Segel S A, Fanelli C G, Dence C S, Markham J, Videen T O, Paramore D S, Powers W J, Cryer P E
Division of Endocrinology, Diabetes and Metabolism, Department of Medicine, Washington University School of Medicine, St. Louis, Missouri 63110, USA.
Diabetes. 2001 Aug;50(8):1911-7. doi: 10.2337/diabetes.50.8.1911.
Recent antecedent hypoglycemia has been found to shift glycemic thresholds for autonomic (including adrenomedullary epinephrine), symptomatic, and other responses to subsequent hypoglycemia to lower plasma glucose concentrations. This change in threshold is the basis of the clinical syndromes of hypoglycemia unawareness and, in part, defective glucose counterregulation and the unifying concept of hypoglycemia-associated autonomic failure in type 1 diabetes. We tested in healthy young adults the hypothesis that recent antecedent hypoglycemia increases blood-to-brain glucose transport, a plausible mechanism of this phenomenon. Eight subjects were studied after euglycemia, and nine were studied after approximately 24 h of interprandial hypoglycemia ( approximately 55 mg/dl, approximately 3.0 mmol/l). The latter were shown to have reduced plasma epinephrine (P = 0.009), neurogenic symptoms (P = 0.009), and other responses to subsequent hypoglycemia. Global bihemispheric blood-to-brain glucose transport and cerebral glucose metabolism were calculated from rate constants derived from blood and brain time-activity curves-the latter determined by positron emission tomography (PET)-after intravenous injection of [1-(11)C]glucose at clamped plasma glucose concentrations of 65 mg/dl (3.6 mmol/l). For these calculations, a model was used that includes a fourth rate constant to account for egress of [(11)C] metabolites. Cerebral blood flow was measured with intravenous [(15)O]water using PET. After euglycemia and after hypoglycemia, rates of blood-to-brain glucose transport (24.6 +/- 2.3 and 22.4 +/- 2.4 micromol. 100 g(-1). min(-1), respectively), cerebral glucose metabolism (16.8 +/- 0.9 and 15.9 +/- 0.9 micromol. 100 g(-1). min(-1), respectively) and cerebral blood flow (56.8 +/- 3.9 and 53.3 +/- 4.4 ml. 100 g(-1). min(-1), respectively) were virtually identical. These data do not support the hypothesis that recent antecedent hypoglycemia increases blood-to-brain glucose transport during subsequent hypoglycemia. They do not exclude regional increments in blood-to-brain glucose transport. Alternatively, the fundamental alteration might lie beyond the blood-brain barrier.
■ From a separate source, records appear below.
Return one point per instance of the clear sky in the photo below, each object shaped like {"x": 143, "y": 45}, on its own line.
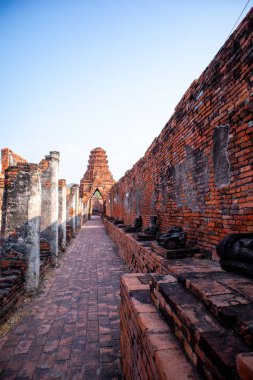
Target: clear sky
{"x": 79, "y": 74}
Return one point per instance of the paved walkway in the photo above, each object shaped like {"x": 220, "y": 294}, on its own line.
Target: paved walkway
{"x": 71, "y": 330}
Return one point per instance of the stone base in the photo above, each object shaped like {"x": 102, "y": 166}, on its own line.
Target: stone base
{"x": 181, "y": 253}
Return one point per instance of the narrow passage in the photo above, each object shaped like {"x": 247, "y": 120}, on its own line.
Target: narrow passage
{"x": 71, "y": 330}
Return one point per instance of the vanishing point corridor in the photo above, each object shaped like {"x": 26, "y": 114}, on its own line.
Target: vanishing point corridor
{"x": 70, "y": 330}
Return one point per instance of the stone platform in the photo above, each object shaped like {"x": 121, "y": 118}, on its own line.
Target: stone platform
{"x": 70, "y": 330}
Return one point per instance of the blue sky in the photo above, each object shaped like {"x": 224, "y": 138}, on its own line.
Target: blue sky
{"x": 79, "y": 74}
近期发生的低血糖已被发现会使自主神经(包括肾上腺髓质肾上腺素)、症状性及其他对后续低血糖反应的血糖阈值向更低的血浆葡萄糖浓度偏移。这种阈值变化是低血糖无意识临床综合征的基础,部分也是1型糖尿病中葡萄糖反向调节缺陷及低血糖相关自主神经功能衰竭这一统一概念的基础。我们在健康年轻成年人中测试了这样一个假设,即近期发生的低血糖会增加血脑葡萄糖转运,这是该现象的一个合理机制。8名受试者在血糖正常后接受研究,9名受试者在餐后约24小时低血糖(约55mg/dl,约3.0mmol/l)后接受研究。结果显示,后者血浆肾上腺素降低(P = 0.009)、神经源性症状减少(P = 0.009)以及对后续低血糖的其他反应减弱。在血浆葡萄糖浓度钳定在65mg/dl(3.6mmol/l)时静脉注射[1-(11)C]葡萄糖后,根据从血液和脑时间-活性曲线得出的速率常数(后者由正电子发射断层扫描(PET)测定)计算全脑半球血脑葡萄糖转运和脑葡萄糖代谢。对于这些计算,使用了一个包含第四个速率常数以解释[(11)C]代谢物流出的模型。使用PET通过静脉注射[(15)O]水测量脑血流量。血糖正常后和低血糖后,血脑葡萄糖转运速率(分别为24.6±2.3和22.4±2.4μmol·100g(-1)·min(-1))、脑葡萄糖代谢速率(分别为16.8±0.9和15.9±0.9μmol·100g(-1)·min(-1))以及脑血流量(分别为56.8±3.9和53.3±4.4ml·100g(-1)·min(-1))实际上是相同的。这些数据不支持近期发生的低血糖会在后续低血糖期间增加血脑葡萄糖转运这一假设。它们并不排除血脑葡萄糖转运的局部增加。或者,根本改变可能存在于血脑屏障之外。